Pitfalls during the training process:
Phenomenon: Gradient nan
Possible reasons: serious weight attenuation and small weight coefficient, resulting in too small gradients, exceeding the storage range of Apex, the pytorch acceleration artifact, resulting in rounding errors.
Phenomenon: The loss has always been high, and the recall rate has been very low
. Reason: The initial learning rate is set too high.
Why does the learning rate have such a big impact on model convergence? First, let’s sort out the network parameter update process.
Pytorch model parameter update process:
1. Obtain loss through the error between the network forward output and the real label.
2. Complete the back propagation of the error through loss.backward(), and complete the automatic derivation through the internal mechanism of pytorch to obtain the gradient W_grad of each parameter.

if mixed_precision:
				with amp.scale_loss(loss, optimizer) as scaled_loss:
					scaled_loss.backward()
			else:
				loss.backward()

In a normal program, after obtaining the gradient, the optimization algorithm is started and the weights are updated. But in yolov5, the gradient accumulation trick is used, that is,

if ni % accumulate == 0:
				optimizer.step()
				optimizer.zero_grad()

That is, after calculating the gradient, the optimization algorithm is not started immediately, but the loss is calculated for the next batch, and then the gradient of this batch is calculated based on the original gradient, thus realizing the accumulation of the gradients of multiple batches into one Gradient, based on this accumulated gradient, the model parameters are updated, thus completing a model iteration.
3. Update the model parameters through the optimization algorithm.
① Optimization process:
The general formula of the optimization algorithm is:
W_data=W_data+W_grad*lr
, where W_data is the model parameter, W_grad is the parameter gradient, and lr is the learning rate.

optimizer = optim.SGD(pg0, lr=hyp['lr0'], momentum=hyp['momentum'], nesterov=True)
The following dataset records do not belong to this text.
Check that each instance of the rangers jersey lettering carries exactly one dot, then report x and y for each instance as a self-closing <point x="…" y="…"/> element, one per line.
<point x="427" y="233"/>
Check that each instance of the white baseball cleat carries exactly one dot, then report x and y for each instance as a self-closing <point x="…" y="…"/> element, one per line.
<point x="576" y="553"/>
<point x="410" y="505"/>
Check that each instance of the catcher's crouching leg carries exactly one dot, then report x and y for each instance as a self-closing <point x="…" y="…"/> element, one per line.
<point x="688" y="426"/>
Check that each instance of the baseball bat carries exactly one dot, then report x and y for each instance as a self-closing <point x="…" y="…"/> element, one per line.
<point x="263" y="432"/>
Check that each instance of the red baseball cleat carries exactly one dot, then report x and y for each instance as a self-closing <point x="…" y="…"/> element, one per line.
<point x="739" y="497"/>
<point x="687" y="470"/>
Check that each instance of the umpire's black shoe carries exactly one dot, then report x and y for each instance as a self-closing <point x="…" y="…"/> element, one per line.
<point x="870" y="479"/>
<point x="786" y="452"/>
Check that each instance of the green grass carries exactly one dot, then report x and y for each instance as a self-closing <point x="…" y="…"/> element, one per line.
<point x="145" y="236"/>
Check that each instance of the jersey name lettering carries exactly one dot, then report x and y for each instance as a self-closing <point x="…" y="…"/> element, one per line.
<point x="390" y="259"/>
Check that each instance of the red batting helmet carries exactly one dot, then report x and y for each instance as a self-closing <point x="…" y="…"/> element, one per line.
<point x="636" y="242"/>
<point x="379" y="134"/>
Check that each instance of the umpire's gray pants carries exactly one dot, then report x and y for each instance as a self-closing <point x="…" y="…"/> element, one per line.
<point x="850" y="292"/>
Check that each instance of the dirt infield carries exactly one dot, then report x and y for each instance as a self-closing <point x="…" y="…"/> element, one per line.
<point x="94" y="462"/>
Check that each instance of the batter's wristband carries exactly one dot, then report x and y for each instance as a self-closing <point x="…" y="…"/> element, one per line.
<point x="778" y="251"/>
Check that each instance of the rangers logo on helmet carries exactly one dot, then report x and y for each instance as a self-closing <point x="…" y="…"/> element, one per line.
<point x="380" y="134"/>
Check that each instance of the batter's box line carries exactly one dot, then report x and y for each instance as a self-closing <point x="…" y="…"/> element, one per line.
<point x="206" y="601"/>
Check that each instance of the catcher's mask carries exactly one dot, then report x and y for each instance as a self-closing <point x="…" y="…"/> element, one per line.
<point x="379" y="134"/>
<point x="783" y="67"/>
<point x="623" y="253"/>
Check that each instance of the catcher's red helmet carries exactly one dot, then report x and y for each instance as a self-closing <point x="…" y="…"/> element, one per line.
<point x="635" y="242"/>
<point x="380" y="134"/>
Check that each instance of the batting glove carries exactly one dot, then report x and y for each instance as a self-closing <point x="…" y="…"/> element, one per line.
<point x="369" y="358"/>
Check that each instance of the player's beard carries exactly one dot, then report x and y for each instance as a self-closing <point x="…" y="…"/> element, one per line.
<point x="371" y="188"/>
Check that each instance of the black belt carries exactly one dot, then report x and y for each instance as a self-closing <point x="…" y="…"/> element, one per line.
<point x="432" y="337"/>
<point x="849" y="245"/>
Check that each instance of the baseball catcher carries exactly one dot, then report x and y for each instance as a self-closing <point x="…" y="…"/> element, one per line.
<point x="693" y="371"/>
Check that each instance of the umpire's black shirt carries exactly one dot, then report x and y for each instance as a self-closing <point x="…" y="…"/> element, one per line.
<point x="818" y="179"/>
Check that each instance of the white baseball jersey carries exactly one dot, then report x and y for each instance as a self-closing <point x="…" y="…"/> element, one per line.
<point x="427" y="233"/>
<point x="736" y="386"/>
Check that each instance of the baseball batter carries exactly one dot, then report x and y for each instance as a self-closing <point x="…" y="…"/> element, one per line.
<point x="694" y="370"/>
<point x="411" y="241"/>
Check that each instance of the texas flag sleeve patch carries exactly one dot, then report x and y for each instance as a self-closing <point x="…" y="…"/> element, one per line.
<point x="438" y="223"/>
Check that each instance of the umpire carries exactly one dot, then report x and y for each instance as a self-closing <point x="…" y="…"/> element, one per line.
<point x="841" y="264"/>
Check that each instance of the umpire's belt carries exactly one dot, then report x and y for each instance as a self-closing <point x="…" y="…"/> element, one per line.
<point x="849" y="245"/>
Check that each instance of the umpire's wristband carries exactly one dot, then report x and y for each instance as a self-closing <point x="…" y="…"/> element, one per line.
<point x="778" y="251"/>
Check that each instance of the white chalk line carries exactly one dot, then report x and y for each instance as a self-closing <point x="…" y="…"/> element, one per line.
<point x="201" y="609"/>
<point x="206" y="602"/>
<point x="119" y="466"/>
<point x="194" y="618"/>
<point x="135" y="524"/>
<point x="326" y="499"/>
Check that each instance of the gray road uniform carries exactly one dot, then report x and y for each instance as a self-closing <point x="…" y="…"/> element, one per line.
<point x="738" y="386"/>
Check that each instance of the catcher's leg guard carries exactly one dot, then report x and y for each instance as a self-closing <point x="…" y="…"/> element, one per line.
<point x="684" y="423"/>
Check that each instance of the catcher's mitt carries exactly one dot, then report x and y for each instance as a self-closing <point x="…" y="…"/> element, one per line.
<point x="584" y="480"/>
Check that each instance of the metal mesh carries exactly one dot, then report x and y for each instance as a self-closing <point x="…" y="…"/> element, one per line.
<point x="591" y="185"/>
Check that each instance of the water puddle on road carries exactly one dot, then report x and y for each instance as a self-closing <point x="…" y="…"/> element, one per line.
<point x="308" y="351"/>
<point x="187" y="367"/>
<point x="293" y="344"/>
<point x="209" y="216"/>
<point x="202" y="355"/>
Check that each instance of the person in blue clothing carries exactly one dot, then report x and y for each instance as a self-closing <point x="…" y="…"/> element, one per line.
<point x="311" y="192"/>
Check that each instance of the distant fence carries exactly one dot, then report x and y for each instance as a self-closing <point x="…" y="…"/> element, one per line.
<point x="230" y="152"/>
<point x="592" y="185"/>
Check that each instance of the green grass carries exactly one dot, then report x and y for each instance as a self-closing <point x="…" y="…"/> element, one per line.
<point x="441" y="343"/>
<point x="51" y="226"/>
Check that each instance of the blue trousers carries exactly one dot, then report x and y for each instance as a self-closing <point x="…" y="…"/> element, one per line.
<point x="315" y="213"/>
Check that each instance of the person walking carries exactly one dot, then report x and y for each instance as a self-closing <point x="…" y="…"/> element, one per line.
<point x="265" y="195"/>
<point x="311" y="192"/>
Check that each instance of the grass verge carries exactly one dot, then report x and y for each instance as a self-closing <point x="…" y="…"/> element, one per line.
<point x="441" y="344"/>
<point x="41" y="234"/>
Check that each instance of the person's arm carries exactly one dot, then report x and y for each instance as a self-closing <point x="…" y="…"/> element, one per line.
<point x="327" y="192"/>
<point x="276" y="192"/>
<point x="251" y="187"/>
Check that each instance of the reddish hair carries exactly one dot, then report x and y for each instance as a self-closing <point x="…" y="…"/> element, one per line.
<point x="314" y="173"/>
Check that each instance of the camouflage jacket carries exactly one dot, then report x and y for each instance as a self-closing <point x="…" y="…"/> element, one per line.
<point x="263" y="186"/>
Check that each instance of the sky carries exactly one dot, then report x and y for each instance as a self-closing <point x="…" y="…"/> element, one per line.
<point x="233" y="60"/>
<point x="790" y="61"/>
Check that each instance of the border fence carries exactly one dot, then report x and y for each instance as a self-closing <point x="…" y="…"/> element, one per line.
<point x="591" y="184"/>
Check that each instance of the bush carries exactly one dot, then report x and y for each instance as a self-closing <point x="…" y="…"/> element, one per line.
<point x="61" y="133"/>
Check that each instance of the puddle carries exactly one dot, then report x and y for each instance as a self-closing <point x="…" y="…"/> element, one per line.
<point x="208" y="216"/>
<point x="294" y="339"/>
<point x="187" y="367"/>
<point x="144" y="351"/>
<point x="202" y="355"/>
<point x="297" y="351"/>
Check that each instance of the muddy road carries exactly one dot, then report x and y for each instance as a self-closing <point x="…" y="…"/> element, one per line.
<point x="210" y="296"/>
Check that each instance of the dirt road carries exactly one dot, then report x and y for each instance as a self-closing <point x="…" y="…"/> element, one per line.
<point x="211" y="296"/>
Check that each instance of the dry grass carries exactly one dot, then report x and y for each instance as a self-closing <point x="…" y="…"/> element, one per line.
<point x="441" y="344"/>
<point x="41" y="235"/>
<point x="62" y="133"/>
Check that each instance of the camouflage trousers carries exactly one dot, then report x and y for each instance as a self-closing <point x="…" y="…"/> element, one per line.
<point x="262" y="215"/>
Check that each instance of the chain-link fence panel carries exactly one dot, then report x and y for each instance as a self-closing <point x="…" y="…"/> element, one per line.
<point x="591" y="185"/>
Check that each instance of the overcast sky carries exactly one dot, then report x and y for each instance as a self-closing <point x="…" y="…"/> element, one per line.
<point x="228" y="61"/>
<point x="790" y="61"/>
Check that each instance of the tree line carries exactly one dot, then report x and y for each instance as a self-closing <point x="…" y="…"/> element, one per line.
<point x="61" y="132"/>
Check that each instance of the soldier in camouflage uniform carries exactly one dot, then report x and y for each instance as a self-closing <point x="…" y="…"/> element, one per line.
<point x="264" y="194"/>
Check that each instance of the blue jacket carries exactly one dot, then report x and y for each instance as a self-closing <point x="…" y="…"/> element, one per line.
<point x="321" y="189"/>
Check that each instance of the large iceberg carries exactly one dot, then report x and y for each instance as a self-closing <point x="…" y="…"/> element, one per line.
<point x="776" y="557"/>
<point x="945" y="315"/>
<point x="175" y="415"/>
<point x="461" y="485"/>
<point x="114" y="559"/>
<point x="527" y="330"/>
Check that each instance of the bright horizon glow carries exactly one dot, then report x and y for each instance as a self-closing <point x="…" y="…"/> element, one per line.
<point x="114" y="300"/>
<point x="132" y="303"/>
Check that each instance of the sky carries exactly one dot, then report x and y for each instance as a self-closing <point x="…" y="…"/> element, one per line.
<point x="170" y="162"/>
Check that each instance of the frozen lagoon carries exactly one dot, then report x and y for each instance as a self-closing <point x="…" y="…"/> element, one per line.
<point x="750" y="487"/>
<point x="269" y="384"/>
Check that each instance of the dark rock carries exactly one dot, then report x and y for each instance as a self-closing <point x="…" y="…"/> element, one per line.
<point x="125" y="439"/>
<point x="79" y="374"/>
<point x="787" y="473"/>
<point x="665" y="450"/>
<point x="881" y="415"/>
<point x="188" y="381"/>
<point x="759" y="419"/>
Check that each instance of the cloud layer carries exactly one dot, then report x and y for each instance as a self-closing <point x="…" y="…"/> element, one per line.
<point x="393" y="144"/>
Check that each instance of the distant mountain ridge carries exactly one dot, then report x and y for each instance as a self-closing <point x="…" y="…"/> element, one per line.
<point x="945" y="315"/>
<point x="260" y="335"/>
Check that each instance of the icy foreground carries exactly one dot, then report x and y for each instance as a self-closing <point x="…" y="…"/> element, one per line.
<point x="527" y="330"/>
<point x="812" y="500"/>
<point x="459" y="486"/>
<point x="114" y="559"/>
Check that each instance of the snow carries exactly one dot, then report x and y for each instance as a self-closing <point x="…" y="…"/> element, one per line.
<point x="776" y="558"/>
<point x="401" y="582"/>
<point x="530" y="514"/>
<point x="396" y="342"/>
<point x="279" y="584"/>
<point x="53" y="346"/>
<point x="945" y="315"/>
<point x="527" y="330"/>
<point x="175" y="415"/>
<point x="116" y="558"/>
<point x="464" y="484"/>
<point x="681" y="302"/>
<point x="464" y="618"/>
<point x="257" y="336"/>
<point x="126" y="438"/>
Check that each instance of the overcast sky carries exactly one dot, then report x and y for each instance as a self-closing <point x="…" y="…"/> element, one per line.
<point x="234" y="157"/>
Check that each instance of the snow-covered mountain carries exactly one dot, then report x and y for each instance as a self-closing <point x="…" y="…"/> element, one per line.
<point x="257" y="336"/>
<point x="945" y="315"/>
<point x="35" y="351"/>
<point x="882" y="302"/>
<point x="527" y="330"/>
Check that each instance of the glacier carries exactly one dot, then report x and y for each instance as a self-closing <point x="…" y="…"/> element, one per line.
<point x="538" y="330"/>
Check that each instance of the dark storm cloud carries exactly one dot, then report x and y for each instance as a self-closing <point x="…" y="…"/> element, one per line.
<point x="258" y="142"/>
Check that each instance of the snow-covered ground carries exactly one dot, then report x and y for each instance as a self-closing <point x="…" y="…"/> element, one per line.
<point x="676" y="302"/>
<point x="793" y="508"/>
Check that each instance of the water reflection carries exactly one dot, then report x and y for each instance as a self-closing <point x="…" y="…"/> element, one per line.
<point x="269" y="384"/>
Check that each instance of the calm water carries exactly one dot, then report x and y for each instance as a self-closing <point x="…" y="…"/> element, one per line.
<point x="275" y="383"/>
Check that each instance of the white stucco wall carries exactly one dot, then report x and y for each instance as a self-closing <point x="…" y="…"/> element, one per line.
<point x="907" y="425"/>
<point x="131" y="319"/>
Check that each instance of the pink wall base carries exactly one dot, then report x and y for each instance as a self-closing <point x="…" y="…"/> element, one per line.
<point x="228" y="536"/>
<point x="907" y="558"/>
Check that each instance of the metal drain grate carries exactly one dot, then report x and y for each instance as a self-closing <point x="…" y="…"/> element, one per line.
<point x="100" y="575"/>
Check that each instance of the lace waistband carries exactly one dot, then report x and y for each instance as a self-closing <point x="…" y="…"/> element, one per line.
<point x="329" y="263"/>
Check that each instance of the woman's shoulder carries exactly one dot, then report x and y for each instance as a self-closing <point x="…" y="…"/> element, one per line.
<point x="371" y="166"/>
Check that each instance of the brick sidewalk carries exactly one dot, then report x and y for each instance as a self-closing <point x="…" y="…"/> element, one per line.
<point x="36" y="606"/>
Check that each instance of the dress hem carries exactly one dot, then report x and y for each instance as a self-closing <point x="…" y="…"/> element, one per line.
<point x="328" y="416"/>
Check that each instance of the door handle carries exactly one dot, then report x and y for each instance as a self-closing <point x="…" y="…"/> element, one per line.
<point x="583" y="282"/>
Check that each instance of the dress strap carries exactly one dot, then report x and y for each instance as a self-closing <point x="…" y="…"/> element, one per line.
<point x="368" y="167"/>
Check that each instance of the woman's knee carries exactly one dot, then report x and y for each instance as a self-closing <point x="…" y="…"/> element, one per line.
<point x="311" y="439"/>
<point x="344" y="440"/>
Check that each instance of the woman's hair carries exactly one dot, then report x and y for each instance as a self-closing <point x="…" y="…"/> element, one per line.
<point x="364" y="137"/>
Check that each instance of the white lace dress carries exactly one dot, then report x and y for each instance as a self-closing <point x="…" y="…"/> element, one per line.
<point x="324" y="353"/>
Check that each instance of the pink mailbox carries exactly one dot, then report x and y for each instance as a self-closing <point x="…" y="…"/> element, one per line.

In the pytorch framework, general optimization algorithms will perform L2 regularization weight attenuation processing on model parameters. After weight attenuation processing, the output weight will become smaller in order to prevent overfitting.

@torch.no_grad()
    def step(self, closure=None):
        """Performs a single optimization step.

        Arguments:
            closure (callable, optional): A closure that reevaluates the model
                and returns the loss.
        """
        loss = None
        if closure is not None:
            with torch.enable_grad():
                loss = closure()

        for group in self.param_groups:
            weight_decay = group['weight_decay']
            momentum = group['momentum']
            dampening = group['dampening']
            nesterov = group['nesterov']

            for p in group['params']:
                if p.grad is None:
                    continue
                d_p = p.grad
                if weight_decay != 0:
                    d_p = d_p.add(p, alpha=weight_decay)  #权值L2正则化衰减
                if momentum != 0:
                    param_state = self.state[p]
                    if 'momentum_buffer' not in param_state:
                        buf = param_state['momentum_buffer'] = torch.clone(d_p).detach()
                    else:
                        buf = param_state['momentum_buffer']
                        buf.mul_(momentum).add_(d_p, alpha=1 - dampening)
                    if nesterov:
                        d_p = d_p.add(buf, alpha=momentum)
                    else:
                        d_p = buf

                p.add_(d_p, alpha=-group['lr'])  #权值更新

        return loss

② Model parameter update:

optimizer.step()

③ Return the gradient to zero.

optimizer.zero_grad()

A gradient updates the model once, and the next round of model updates requires the next round of newly calculated gradients.
4. Mean processing of updated model parameters

ema = torch_utils.ModelEMA(model) if rank in [-1, 0] else None

ema.update(model)

Several ways to optimize the learning rate:
① Warmup
can make the learning rate smaller in the first few epochs or steps of training. Under the small preheating learning rate, the model can slowly become stable. After the model is relatively stable, Then select the preset learning rate for training, so that the model converges faster and the model effect is better.
It helps to slow down the early over-fitting of the mini-batch in the initial stage of the model, maintains the stability of the distribution,
and helps maintain the stability of the deep layers of the model.

if ni <= nw:
				xi = [0, nw]  # x interp
				# model.gr = np.interp(ni, xi, [0.0, 1.0])  # giou loss ratio (obj_loss = 1.0 or giou)
				accumulate = max(1, np.interp(ni, xi, [1, nbs / total_batch_size]).round())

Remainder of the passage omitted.